It dies in my onreadystatechange callback from my logging, right after I've added an element to the current document by appending to another element's innerHTML. I make a call to retrieve the element I just added with that ID, and it dies in there.

I will attach my extension code if anyone else wants to help debug this. My next steps are going to be adding logging to the getElementById() code to see where the pointer to the element is being retrieved from (eg the hash map?), log the closing of the document, and try to trace the life of the element I add so I can see why it's getting freed. Oh, and I'm testing on OS X if that makes any difference. 
Comment 31 François Gagné 2007-04-12 10:19:57 PDT
Also attach the .xpi so someone could try it on Win32/Linux ?
Comment 32 Pete Warden 2007-04-12 11:14:06 PDT
Created attachment 261402 [details]
Pre-alpha extension xpi that crash can be repro-ed with

This is the extension xpi I mention in my comment, that's needed to reproduce the crash I'm seeing.

You can look at the source code by unzipping the xpi, and then unzipping the content.jar that's inside the xpi. The crashing function is sendPageRequest in petesearch.js

I've included heavy logging for that function, to narrow down where the crash occurs, using dump(). Logging indicates that the crash occurs inside the getPreviewElement(), which looks like this:

function getPreviewElement(document, target)
{
	return document.getElementById(getPreviewIDFromTarget(target));
}
Comment 33 François Gagné 2007-04-12 11:33:22 PDT
Pete, have you tryed to reproduce in _stock_ 2.0.0.3 or the new 1.9 nightly builds?
Comment 34 Olli Pettay [:smaug] 2007-04-12 12:01:30 PDT
Sounds like htmldocument doesn't get notified that element is removed 
from document. Should we remove content objects in ::Destroy (not just unbind) to get notifications or just clear mIdAndNameHashTable there.
Comment 35 Pete Warden 2007-04-12 12:35:31 PDT
(In reply to comment #33)
> Pete, have you tryed to reproduce in _stock_ 2.0.0.3 or the new 1.9 nightly
> builds?

Yes, it was in stock 2.0.3 that I saw this. I only built my own version to try and get some more debug information. I haven't tried it on top-of-tree yet.

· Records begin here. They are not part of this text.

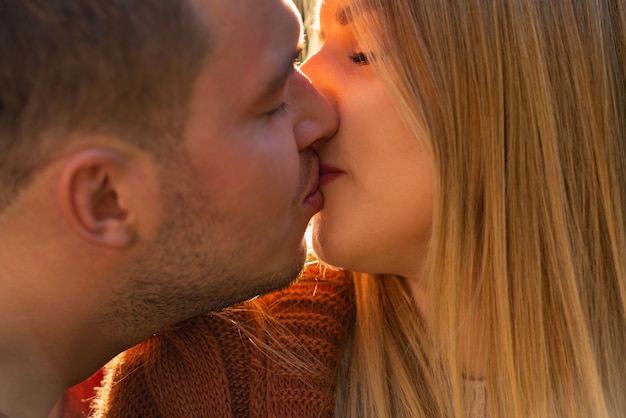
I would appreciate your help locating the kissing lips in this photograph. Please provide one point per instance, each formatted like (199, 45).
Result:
(314, 197)
(328, 173)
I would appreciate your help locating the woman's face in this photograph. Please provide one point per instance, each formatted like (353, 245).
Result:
(376, 177)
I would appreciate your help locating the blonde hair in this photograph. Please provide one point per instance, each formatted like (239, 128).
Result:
(523, 106)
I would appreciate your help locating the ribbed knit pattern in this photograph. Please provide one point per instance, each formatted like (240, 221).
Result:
(211, 366)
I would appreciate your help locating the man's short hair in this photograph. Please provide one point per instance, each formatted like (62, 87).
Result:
(112, 67)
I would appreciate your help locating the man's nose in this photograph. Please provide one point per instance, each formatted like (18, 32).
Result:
(318, 118)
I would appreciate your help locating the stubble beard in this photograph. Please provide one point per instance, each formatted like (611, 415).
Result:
(189, 271)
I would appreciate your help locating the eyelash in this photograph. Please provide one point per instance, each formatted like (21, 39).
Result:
(359, 58)
(279, 111)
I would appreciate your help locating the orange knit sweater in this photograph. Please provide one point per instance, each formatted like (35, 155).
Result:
(212, 367)
(226, 366)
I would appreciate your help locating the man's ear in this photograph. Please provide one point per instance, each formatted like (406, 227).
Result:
(99, 195)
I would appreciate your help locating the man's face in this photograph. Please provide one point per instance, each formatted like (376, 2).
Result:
(239, 199)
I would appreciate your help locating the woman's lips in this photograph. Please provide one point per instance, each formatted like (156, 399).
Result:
(328, 174)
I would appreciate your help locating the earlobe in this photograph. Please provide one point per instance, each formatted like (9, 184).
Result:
(92, 193)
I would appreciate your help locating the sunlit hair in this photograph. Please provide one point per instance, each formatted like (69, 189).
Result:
(113, 68)
(523, 107)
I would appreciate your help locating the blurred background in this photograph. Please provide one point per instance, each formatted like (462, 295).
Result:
(308, 10)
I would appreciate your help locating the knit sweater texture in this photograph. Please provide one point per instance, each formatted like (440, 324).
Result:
(227, 365)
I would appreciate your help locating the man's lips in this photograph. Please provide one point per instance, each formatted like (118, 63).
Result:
(328, 173)
(314, 197)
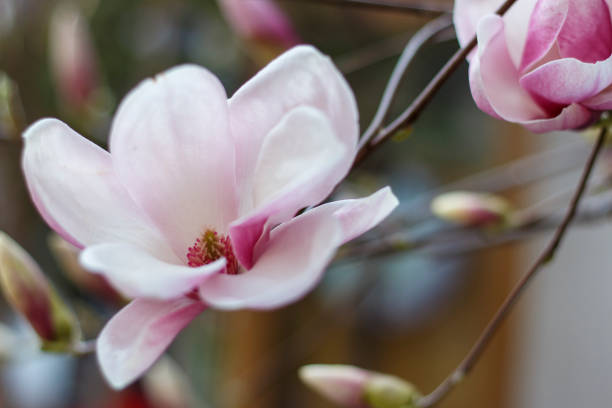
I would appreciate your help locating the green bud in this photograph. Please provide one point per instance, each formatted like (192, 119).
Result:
(12, 119)
(386, 391)
(30, 294)
(471, 209)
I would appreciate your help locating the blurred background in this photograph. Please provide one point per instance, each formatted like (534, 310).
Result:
(413, 313)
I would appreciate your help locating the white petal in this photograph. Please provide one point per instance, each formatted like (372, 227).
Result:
(138, 334)
(300, 77)
(75, 188)
(137, 273)
(300, 163)
(171, 147)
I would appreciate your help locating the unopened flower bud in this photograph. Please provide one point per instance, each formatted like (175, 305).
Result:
(354, 387)
(30, 294)
(12, 118)
(73, 59)
(471, 209)
(386, 391)
(263, 24)
(342, 384)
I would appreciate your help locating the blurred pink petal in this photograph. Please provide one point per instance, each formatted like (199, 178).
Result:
(260, 20)
(73, 58)
(539, 65)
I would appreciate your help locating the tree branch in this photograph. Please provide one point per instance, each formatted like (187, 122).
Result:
(500, 316)
(412, 113)
(418, 7)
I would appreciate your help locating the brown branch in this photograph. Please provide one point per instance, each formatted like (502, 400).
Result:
(412, 113)
(500, 316)
(418, 7)
(417, 41)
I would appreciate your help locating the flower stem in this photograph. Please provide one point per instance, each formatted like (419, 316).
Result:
(412, 113)
(500, 316)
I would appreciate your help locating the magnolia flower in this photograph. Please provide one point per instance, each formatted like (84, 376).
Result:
(547, 64)
(195, 204)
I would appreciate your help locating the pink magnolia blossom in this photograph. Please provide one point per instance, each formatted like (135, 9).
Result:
(195, 204)
(547, 64)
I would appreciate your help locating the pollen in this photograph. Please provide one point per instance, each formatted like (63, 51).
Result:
(210, 247)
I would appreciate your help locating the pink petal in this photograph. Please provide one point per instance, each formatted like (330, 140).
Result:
(568, 80)
(601, 101)
(545, 24)
(499, 76)
(138, 334)
(300, 77)
(478, 91)
(587, 31)
(571, 117)
(294, 258)
(292, 263)
(301, 161)
(74, 187)
(172, 149)
(359, 215)
(137, 273)
(467, 14)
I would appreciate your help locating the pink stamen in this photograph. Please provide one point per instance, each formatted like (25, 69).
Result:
(210, 247)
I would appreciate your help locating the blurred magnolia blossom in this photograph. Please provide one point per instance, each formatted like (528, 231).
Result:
(73, 56)
(262, 23)
(28, 291)
(195, 204)
(353, 387)
(471, 209)
(547, 64)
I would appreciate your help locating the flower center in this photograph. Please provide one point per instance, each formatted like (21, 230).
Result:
(210, 247)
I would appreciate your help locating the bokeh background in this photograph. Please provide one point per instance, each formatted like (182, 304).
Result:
(411, 313)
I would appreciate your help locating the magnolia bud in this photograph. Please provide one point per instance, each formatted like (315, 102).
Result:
(342, 384)
(354, 387)
(471, 209)
(12, 118)
(263, 24)
(386, 391)
(30, 294)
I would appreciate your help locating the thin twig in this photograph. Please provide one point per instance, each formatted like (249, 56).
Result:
(420, 38)
(483, 341)
(418, 7)
(411, 114)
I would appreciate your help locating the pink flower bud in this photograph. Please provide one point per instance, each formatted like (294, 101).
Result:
(353, 387)
(471, 209)
(342, 384)
(73, 59)
(30, 294)
(260, 20)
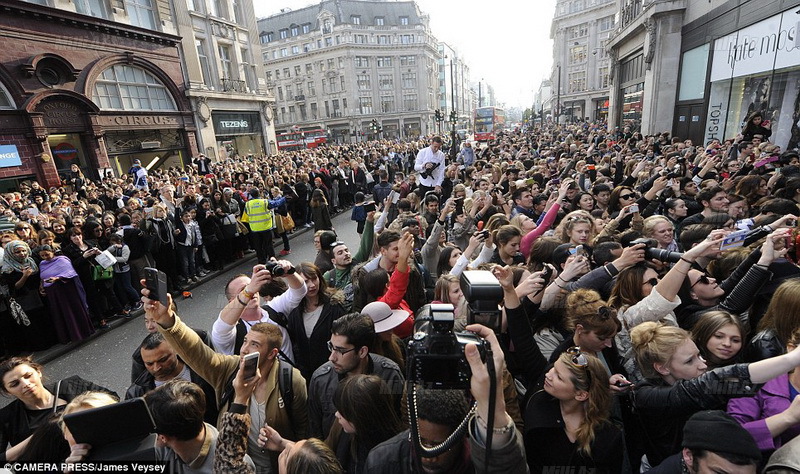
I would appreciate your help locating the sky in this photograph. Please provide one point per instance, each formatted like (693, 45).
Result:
(506, 43)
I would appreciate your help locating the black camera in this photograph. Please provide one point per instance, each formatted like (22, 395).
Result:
(483, 293)
(276, 269)
(651, 251)
(436, 353)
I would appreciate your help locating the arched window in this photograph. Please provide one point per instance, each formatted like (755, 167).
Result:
(5, 99)
(125, 87)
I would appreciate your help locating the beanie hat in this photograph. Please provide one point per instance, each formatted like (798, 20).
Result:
(716, 431)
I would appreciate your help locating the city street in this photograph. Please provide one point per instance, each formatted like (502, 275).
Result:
(106, 360)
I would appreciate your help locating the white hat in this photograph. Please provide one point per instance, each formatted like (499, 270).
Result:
(384, 317)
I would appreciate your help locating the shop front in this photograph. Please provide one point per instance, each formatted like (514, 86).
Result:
(757, 69)
(238, 133)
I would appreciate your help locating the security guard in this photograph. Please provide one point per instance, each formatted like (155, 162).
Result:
(258, 213)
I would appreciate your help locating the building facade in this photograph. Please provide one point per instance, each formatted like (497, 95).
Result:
(92, 83)
(341, 64)
(581, 63)
(226, 79)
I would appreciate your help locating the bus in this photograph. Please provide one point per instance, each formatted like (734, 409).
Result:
(301, 139)
(488, 121)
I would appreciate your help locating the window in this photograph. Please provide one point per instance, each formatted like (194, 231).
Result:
(410, 101)
(409, 80)
(387, 104)
(607, 23)
(124, 87)
(577, 54)
(365, 105)
(94, 8)
(226, 61)
(141, 13)
(364, 82)
(576, 81)
(602, 73)
(386, 82)
(205, 67)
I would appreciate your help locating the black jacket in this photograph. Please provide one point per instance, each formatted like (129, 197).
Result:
(663, 409)
(310, 353)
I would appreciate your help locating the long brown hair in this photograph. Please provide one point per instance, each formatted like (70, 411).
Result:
(593, 379)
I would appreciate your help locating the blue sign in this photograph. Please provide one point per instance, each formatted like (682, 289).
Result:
(9, 156)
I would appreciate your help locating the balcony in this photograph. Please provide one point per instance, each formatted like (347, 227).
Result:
(234, 85)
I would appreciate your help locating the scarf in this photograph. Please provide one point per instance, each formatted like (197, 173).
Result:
(59, 266)
(10, 261)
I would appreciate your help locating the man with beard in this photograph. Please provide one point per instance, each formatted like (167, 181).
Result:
(352, 336)
(343, 262)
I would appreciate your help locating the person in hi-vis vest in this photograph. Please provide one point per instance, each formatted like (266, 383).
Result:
(259, 215)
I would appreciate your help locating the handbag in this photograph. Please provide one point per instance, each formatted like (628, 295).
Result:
(18, 313)
(288, 223)
(99, 273)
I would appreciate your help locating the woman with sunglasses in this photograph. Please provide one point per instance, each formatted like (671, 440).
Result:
(700, 293)
(678, 384)
(567, 417)
(639, 295)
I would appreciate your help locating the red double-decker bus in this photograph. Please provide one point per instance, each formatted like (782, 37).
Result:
(488, 121)
(299, 140)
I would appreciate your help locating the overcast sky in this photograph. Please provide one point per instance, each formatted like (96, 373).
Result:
(505, 42)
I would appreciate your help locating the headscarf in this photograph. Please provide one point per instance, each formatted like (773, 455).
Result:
(10, 261)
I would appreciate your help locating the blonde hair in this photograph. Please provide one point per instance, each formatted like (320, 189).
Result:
(655, 343)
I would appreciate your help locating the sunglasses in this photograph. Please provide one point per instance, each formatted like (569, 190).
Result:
(703, 279)
(579, 358)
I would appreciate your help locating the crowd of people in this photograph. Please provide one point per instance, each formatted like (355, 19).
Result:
(647, 286)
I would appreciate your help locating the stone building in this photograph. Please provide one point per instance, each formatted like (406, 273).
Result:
(97, 91)
(340, 64)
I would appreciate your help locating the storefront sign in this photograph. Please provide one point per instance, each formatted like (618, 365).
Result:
(61, 115)
(9, 156)
(65, 151)
(236, 123)
(770, 44)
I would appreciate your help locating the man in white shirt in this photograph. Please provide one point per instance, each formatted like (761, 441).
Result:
(243, 309)
(430, 164)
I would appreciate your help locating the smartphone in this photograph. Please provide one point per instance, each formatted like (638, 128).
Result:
(156, 282)
(250, 365)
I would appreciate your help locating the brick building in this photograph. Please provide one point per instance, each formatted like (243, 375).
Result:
(76, 89)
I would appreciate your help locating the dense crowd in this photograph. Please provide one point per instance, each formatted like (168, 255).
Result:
(647, 286)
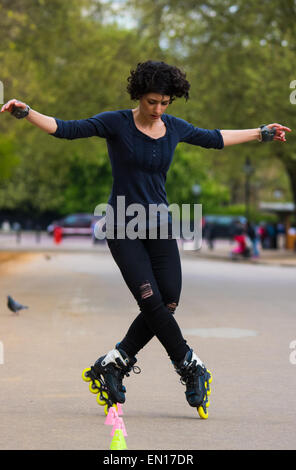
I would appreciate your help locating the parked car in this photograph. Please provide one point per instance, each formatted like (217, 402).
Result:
(74, 224)
(223, 226)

Comment 36 Jonas Sicking (:sicking) No longer reading bugmail consistently 2007-04-13 02:04:03 PDT
I don't think we want to remove the content objects in ::Destroy on branch, that's too big of a change. Instead lets just clear the ID cache and use nsContentUtils::MatchElementId
Comment 37 Pete Warden 2007-04-13 09:40:15 PDT
To test the theory that this is caused by the hash map holding on to destroyed pointers, I added some logging. I had nsDocument::Destroy() log when it was called for each document, and made the following changes to nsHTMLDocument::GetElementById:

NS_IMETHODIMP
nsHTMLDocument::GetElementById(const nsAString& aElementId,
                               nsIDOMElement** aReturn)
{
...
fprintf(stderr, "GetElementById called on document %8x\n", this);
...
  if (e == ID_NOT_IN_DOCUMENT) {
...
fprintf(stderr, "GetElementById:: 0x%8x found in hash after flush\n",e);
  }
else
{
fprintf(stderr, "GetElementById:: 0x%8x found in hash before flush\n",e);
}
...
fprintf(stderr, "GetElementById:: 0x%8x found, but not in hash\n",e);
}


Logging output just before the crash:

Document 0x1d40ee00 destroyed
<... other unrelated log statements ...>
GetElementById called on document 1d40ee00
GetElementById:: 0x3b8aec10 found in hash before flush

This seems to support the idea that the hash map is the cause.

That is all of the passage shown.